The Supreme Court on Friday temporarily invalidated Michigan's new ban on straight-ticket voting. The court let stand lower court rulings that blocked the ban from going into effect.
The straight-ticket option allows voters to cast their ballots for all candidates of one party with a single mark.
Last January, the Republican-controlled Legislature in Michigan voted to ban the straight-ticket option, which was first enacted 125 years ago and is popular particularly among black urban voters as well as in some heavily Republican areas.
In July, a federal judge temporarily blocked the ban from going into effect, saying it would create longer lines and disproportionately affect black voters. A federal appeals court refused a request to block the lower court order, and Republican state officials appealed to the Supreme Court asking the justices to let the law go into effect.
But the high court refused to intervene, over the objections of the court's two most conservative justices — Clarence Thomas and Samuel Alito. So Michigan voters, at least for this year's elections, will be able to cast straight party votes.

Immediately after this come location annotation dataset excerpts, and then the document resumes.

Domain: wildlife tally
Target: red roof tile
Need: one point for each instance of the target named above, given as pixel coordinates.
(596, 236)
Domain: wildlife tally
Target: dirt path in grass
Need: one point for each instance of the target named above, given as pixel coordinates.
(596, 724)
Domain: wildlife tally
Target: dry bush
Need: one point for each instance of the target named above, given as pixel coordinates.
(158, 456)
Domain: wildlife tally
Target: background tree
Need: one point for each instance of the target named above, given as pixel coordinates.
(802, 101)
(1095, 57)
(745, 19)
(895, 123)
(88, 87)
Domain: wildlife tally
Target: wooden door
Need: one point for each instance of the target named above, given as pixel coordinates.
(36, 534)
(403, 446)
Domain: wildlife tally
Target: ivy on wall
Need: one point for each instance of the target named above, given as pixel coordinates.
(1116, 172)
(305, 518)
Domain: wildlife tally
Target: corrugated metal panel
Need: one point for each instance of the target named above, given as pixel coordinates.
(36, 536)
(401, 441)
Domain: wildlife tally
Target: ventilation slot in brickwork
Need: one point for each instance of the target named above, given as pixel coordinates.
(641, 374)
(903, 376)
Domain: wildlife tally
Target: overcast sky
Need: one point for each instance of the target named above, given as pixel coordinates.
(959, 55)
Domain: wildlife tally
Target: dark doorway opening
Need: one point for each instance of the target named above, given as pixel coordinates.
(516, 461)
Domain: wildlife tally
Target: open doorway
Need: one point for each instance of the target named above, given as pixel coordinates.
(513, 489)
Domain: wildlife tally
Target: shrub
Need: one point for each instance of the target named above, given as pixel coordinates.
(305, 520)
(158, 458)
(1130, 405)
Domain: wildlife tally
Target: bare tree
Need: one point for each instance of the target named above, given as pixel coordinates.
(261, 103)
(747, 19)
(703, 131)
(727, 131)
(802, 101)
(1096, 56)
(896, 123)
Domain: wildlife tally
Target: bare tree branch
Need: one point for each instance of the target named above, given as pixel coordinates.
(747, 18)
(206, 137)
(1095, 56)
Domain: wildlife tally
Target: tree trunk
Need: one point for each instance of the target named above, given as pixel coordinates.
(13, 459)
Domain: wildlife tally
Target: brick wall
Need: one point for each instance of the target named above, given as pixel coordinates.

Currently 40 states ban the straight-ticket option. And Friday's Supreme Court action is not necessarily the final word on the subject.
So far this fall, the court has consistently followed the practice of refusing to intervene in election disputes so close to the November ballot. That has resulted in a number of victories for civil rights groups because they have prevailed in the lower courts. Still waiting for resolution is an appeal of a decision that went the other way, in favor of new restrictions on early voting in Ohio.